The German stock exchange barometer is again above the important mark of 14,800 points, yesterday’s slide below was – so far – not sustainable. Martin Utschneider, technical analyst at private bank Donner & Reuschel, is certain: “Today will show whether this break will also be sustainable.”
For the capital market expert Thomas Altmann from the investment house QC Partner, today’s decision has something positive for the markets. “The most significant change in today’s ECB statement is the abandonment of the prospect of further interest rate increases,” he explains. The central bankers are thus opening the door wide for an imminent slowdown or even a pause. “Should the banking crisis continue to worsen, this could actually have been the last interest rate step in the current cycle of increases,” says Altmann.

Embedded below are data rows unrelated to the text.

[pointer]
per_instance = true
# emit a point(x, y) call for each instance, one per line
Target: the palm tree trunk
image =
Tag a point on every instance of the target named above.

So far, the leading German index has been an adventurous roller coaster ride. If the Dax recovers at the close of trading, it would be the sixth change of direction in a row in which positive and negative sessions have alternated. Even on today’s trading day, the difference between the daily high and low is already 330 points.
With yesterday’s price slide down to 14,703 points, the consolidation has expanded significantly, the minus compared to the high for the year on Thursday last week is around 6.5 percent at its peak. That’s a decent setback, as experienced stockbrokers would say.
A renewed slide below the mark of 14,800 points should probably end this roller coaster ride and set a new trend for the Dax: permanently downwards. To prevent this from happening, the US stock exchanges also have to play their part.
Yesterday, Wednesday, before the announcement of the Swiss central bank’s rescue package, they closed in the red, at least the Dow Jones and S&P 500 indices. If these two US stock market barometers do not quickly rise above their 200-day line, the Dax is also threatened with further trouble.
Bank stocks on course for recovery
Bank share prices currently have the greatest influence on the market as a whole. They are going on a recovery course this Thursday. The European sector index Stoxx Banks with its 22 members rose by four percent. As recently as Wednesday, the index had slipped 8.4 percent, down over 16 percent week-on-week.
Credit Suisse shares, which slipped as much as 31 percent on Wednesday, climbed more than 30 percent today, Thursday. However, the paper cannot be traded on the German market. The shares of Deutsche Bank and Commerzbank also increase by 5.2 and 3.9 percent.
The development of credit default insurance, known in technical jargon as credit default swaps (CDS), shows how dramatic the situation was. With these, professional investors can protect themselves against the insolvency of the issuer of the bond.
On Wednesday, that figure rose to as much as 12.8 percent a year for a five-year bond. The value has never been higher. A high percentage given a five-year Credit Suisse bond that had recently returned just over 3 percent annually.
However, the CDS values for the two major German banks have risen only slightly, which is good news. At Deutsche Bank, professional investors had to pay 1.24 percent annually to protect themselves against insolvency, at Commerzbank it was 0.8 percent.
A report by the business news service Bloomberg shows which problems Credit Suisse was still facing. Major French bank BNP Paribas has informed its clients that it will no longer accept requests to underwrite its derivatives contracts when Credit Suisse is the counterparty. BNP Paribas is a big player in the derivatives market, this approach could have triggered a chain reaction that would have further burdened the major Swiss bank.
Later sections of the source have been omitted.